闫中平拱手道:“五爷,这么闹是下下策,不如先找大爷商量一下对策。那皮智不是好惹的种。他的老爹可是前朝老臣,况且这事牵扯太大,要是真捅出去,三王爷也不好过。”
五爷急促呼吸了片刻冷静下来,吐了口气道:“真是麻烦,这事我回去和大哥及三王爷商量商量再做定夺。要是逼急了我,管他是天王老子,照杀不误。一个皮智又如何?”
闫中平恭敬道:“是,是,是,五爷天不怕地不怕。五爷,不知道这人怎么处置?”
五爷背过身去,冷冷道:“办件事都手脚不干净,害得大哥挨一顿臭骂,还要连累我出来做这些擦屁股的活儿,杀了了事。”
阿布和小七还好,李全一时间明白自己听到了什么,忍不住腿一软,发出了轻微的“沙沙”声,五爷大喝一声:“谁?出来!”
只见小七迅速在野猫身上一捏,原本没有任何动静的猫叫唤了一声。小七将猫放在地上,野猫显得有些迷茫,朝着灯光处走去,看了一眼石洞里的三人,转身往外跑了。
五爷看到是只野猫,没有在意。闫中平劝道:“五爷,先留着他的狗命,到时候实在不行,就让他做只替罪羔羊,免得衙门再往下查。我出来时间长了,要先回去了。”
五爷点头道:“如此我也回趟王府。晚上给你送过去些小东西,这是三王爷的意思,多谢你为王爷办的事,你可不要推辞啊。”
闫中平笑道:“不敢,不敢。为三王爷打探消息是小人的福分,那我就先在这谢过三王爷的赏赐,小人告退。”
阿布三人早在放猫的时候,就溜出了假山,来到墙边。李全刚想起跳跃过围墙,就被阿布和小七一人拉住一只手,阻止了他。阿布指了指看似什么都没有的墙头道:“有线!”
李全仔细一看,果然,在墙头上横着两根细线,若不是偶尔反光,还真不容易被人察觉,原来两人早就知道,李全心里顿生佩服。
到了此时小七依然临危不乱,观察了一番暗门,虽然没有看到相同的砖块在墙上,但却在脚边发现突起的青石,一脚踏上,墙又重新裂开。三人来到门外,拼命地朝着衙门的方向狂奔。
三人前脚刚走,闫中平后脚已至,来到暗门前,刚要踏上青石,忽然脸色大变,急忙回到假山内。此时五爷正要往外走,闫中平急忙道:“五爷,我放在暗门处的树叶被夹成了两半,刚才肯定有人跟在我身后到过这里。这里已不安全,不能再呆了。”
五爷怒道:“成事不足败事有余,来人,把地上这小子给我押走。你从前门离开”
待闫中平走后,五爷来到门外,跳上了旁边较高的房子,站在屋顶上远眺。这一片是商人的住宅区,此时,人们大都已经出去做生意了,所以巷子里很安静。远处一条窄巷里灰尘飘飞,脚步声隐隐传来,五爷一皱眉头,从房顶跃了过去。

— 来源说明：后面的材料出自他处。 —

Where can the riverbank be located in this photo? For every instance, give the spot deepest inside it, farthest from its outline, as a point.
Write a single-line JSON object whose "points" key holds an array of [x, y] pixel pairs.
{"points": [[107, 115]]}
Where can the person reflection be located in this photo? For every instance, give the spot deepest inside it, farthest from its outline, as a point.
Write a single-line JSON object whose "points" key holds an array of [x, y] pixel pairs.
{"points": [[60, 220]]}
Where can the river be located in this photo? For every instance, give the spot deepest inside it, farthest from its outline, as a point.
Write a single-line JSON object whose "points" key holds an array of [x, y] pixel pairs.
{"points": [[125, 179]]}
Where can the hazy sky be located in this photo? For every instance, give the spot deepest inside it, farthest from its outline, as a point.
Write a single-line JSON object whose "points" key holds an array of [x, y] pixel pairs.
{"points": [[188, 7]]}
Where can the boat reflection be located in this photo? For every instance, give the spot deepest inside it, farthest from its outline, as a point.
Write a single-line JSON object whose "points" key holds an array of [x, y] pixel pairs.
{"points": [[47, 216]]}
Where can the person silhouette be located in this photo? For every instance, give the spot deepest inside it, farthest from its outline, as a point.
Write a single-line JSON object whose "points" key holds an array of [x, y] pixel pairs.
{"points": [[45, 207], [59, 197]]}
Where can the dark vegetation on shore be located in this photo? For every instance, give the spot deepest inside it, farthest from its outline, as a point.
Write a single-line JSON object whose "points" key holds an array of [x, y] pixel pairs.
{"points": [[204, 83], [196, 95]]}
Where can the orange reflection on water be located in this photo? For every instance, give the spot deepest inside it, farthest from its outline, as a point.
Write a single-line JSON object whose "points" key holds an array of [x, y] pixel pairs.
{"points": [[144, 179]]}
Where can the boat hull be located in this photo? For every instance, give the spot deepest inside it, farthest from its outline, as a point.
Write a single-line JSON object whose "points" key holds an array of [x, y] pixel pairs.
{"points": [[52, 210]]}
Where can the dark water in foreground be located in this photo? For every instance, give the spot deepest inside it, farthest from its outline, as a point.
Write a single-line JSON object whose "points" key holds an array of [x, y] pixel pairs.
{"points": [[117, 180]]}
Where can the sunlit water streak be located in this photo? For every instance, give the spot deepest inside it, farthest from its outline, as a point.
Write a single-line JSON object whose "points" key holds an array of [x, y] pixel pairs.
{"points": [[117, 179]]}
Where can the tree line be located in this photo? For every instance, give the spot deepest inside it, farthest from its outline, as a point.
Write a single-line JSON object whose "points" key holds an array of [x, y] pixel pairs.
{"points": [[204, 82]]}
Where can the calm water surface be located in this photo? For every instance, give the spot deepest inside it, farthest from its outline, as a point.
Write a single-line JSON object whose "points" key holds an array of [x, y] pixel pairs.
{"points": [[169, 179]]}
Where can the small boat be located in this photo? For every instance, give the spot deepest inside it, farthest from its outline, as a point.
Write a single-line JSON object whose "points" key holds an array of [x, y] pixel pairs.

阿布三人此时还不知道自己已被发现,正原路返回。忽然一股杀气袭来,三人全身顿起鸡皮疙瘩,小七低喝道:“快躲起来!”
阿布转入一处拐角,躲在了墙壁后面,从墙缝中看到,小七钻入了对面一口悬挂的大钟里,李全则屏住呼吸,藏进了并排的两口水缸的其中一口去了。
三人刚刚藏好,五爷就从天而降,原本飘飞的烟尘里竟无一人。五爷侧耳倾听,巷子里没了动静,猜到了潜入院子之人肯定藏了起来,看到不远处的两口大水缸,便径直走了过去。
五爷一抬手,一道鞭影飞出,抽在了没有李全的那口缸上。“嘭”的一声,水缸四分五裂,水从缸中涌出,将地面浸湿了。
阿布看到五爷正缓步走向另一口水缸,眼看就要发现李全,在这危急关头,阿布突然发力狂奔,故意撞倒了别人门前供奉的佛像,闯入旁边的一处民房。五爷手已经抬起,不料身后巨响,回过头去,阿布的身影已经没入房中,五爷赶紧追了上去。
小七和李全待五爷走远后,各自从藏身之处走出来,朝着相反的方向狂奔,不一会儿来到了闹市。小七抓着李全的肩膀道:“快去找皮老哥,把今天听到的事情告诉他。我回去帮忙。”
李全拉住已经转身的小七道:“我也去。多一个人多一份力量。”
小七摇头,没有说话,将李全推入人群,转身钻入了小巷里。李全突然非常渴望得到力量,小七的无言已经告诉他,此时的他帮不上忙。李全强忍着回头的冲动,朝衙门的方向跑去。
皮智正坐在衙门里和珈蓝还有一众捕头讨论案情,说到关键处,李全闯了进来。门外的衙役都认识李全,所以只是象征性的阻拦,皮智见到李全猴急的样子,挥退了跟进来的衙役。
李全气喘吁吁的道:“皮老哥,大事不好了。”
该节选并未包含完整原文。